It’s almost fall, but it does not feel like it. Friday night lights have been put on hold and now Saturdays on the gridiron are also taking a backseat. With several NCAA power conferences announcing that their fall sports calendar has been canceled recently, this has brought even more uncertainty to our hoped for return soon to “normalcy”.
There are two sides to every coin. On one side, you have the business and economics of things. The decision to not play will have its repercussions on the sports. The sponsors, the television deals, the tradition of rivalries, possible teams opting out of conferences and even players who will transfer (or at least attempt to) to another program if that other program decides to play.
On the other side, you have those who view this as a necessary way to help slow the spread of the pandemic. Student-athletes, coaches, supporters and even the NCAA are looking at this as a way to attempt to remain safe and are attempting to have the season in the spring of 2021 if necessary.
So which way is right? Is it right to look at it from a financial point or is it right to view from the medical side of it? Like any other debate you’re going to get a shouting match out of both sides and the answer will remain unclear. The only thing that we know now is that it is ultimately up to the NCAA and committee and that our Saturday viewing will be limited.

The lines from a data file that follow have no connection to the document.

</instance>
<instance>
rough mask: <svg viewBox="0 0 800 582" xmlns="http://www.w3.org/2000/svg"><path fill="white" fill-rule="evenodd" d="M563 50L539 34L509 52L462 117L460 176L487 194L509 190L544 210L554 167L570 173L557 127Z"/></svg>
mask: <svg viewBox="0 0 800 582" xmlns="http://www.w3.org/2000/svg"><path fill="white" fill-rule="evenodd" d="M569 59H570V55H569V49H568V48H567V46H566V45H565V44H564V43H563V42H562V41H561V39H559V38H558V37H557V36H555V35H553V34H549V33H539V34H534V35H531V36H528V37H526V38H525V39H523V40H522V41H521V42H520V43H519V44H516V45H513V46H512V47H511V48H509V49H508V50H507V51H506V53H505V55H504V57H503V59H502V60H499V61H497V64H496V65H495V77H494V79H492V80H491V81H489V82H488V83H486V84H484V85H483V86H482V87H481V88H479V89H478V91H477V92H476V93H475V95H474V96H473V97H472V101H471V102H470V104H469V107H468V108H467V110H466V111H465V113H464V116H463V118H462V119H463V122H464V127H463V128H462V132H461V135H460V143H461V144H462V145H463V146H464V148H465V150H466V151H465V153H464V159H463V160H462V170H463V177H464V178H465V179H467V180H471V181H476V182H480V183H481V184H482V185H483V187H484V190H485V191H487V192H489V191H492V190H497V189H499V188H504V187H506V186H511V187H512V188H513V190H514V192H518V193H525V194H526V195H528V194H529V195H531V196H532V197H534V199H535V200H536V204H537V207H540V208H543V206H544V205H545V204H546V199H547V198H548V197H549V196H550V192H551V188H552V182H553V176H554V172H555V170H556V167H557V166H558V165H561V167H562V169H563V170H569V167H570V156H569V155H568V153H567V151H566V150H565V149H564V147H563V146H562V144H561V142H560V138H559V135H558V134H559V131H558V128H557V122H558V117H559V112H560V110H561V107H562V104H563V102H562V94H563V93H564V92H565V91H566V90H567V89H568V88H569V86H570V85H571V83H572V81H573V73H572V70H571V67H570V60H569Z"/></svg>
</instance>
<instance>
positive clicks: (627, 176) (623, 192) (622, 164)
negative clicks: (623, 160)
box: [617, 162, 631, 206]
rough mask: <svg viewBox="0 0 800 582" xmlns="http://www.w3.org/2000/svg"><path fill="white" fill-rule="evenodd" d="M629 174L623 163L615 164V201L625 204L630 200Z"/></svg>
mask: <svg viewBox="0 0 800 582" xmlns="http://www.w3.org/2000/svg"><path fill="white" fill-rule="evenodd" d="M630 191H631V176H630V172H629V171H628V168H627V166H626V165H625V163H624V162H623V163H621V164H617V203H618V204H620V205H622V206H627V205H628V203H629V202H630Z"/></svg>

This decision cannot be easy for anyone, let alone for us fans to accept regardless of the outcome. For me; I am a football guy. I love the sport very much and enjoy watching it at all levels. I am a Tennessee Vols fan and as of right now it looks like the SEC is on pace for playing; at least as of writing this on Friday, August 14). I am okay with the reduction of the schedule and no fans in the stands. However, it is not my call. If a player is uncomfortable or concerned over his health (particularly linemen) I don’t blame them for not wanting to play and I will not judge them or hold it against them.
Another thought is, if there is not a fall season, how will this affect their draft stock in the NFL? It would take a major hit and make it very difficult for NFL scout teams to get a logical view of any prospects. That is a big thing for the sport and the future of the student-athletes. For college football players their ultimate goal is to reach the NFL and a non-fall season would be a huge roadblock in their journey.
Only time will tell how this will all pan out. All we know as of today is that we are still facing the havoc that the pandemic has caused. Not just to sports, vacation plans, school and other everyday luxuries that we have grown accustomed to, but for those who have lost loved ones as well during this time. I think that is the bigger picture at this point.